Seldom do we concern ourselves with the question of who is mimicking who. Yet at times Ennio Mazzon’s new album “Xuan” seems calculated to raise precisely this concern, the single long track blending environmental sounds with the chirp and holler of machines in such a way as to blur the distinction between the natural and the artificial. Both field recordings and machine-generated noises are made to exhibit the same characteristics of complexity and contingency, compelling a kind of listening that perceives both as instances of the same phenomenon, as part of the same environment. In such a scenario, one would expect the introduction of tonal harmonies to constitute a retreat to safer, less interesting musical territory, yet in “Xuan” this does not appear to be the case: the ambient chords that appear mid-way through the track instead seem to offer a kind of self-reflexive commentary on the ongoing categorical confusion, suggesting anxiety and unease while stopping short of presenting the convergence of nature and artifice in unambiguously negative terms.

Art’s ability to help us think differently about the world in which we live and grapple with its challenges in imaginative ways is often cited as an attribute that distinguishes it from the simple pleasure and emotional affect of entertainment. To be sure, “Xuan” can be both pleasing and emotionally affective, yet to me it would seem to offer more than this: I hear in the work a sophisticated engagement with the question of how our understanding of the relations between nature and machines is changing, undertaken via entirely aesthetic means (by which I mean it is all there in what is heard). The growing interest in field recordings in the context of computer-based music production points clearly in such a direction, yet I am aware of very few artists who have begun to explicitly consider this issue, yet alone in such a compelling manner, though of course there are many other perfectly valid uses of nature recordings being fruitfully explored. Even if the most the record could hope to achieve in this regard is to make audible the growing similarity between two representations that used to be so unalike, to make such an idea make a little more sense is by no means a small achievement.

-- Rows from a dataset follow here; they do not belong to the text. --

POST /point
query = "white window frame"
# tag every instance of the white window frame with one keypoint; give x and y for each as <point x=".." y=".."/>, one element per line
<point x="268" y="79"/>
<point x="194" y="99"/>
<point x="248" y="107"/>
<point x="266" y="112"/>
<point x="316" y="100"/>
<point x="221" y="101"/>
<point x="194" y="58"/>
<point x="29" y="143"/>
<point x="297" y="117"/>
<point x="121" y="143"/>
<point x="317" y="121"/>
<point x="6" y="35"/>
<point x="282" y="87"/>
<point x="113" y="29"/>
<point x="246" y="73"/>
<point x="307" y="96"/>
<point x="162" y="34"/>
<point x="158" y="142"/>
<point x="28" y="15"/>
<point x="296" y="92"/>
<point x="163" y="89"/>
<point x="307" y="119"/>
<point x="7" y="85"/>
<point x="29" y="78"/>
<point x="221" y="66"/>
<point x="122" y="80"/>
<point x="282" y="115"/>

I may well be overstating the work’s conceptual basis here, though Mazzon’s previous work, including collaborations as one half of Zbeen and his curatorship of Ripples Recordings, has already established him as an artist thinking seriously about the conceptual possibilities of sound. At any rate, “Xuan” is essential listening, not only for dedicated fans of experimental music and sound art, but for anyone interested in what art has to contribute to the ongoing venture of learning how to live in a complex and constantly changing world.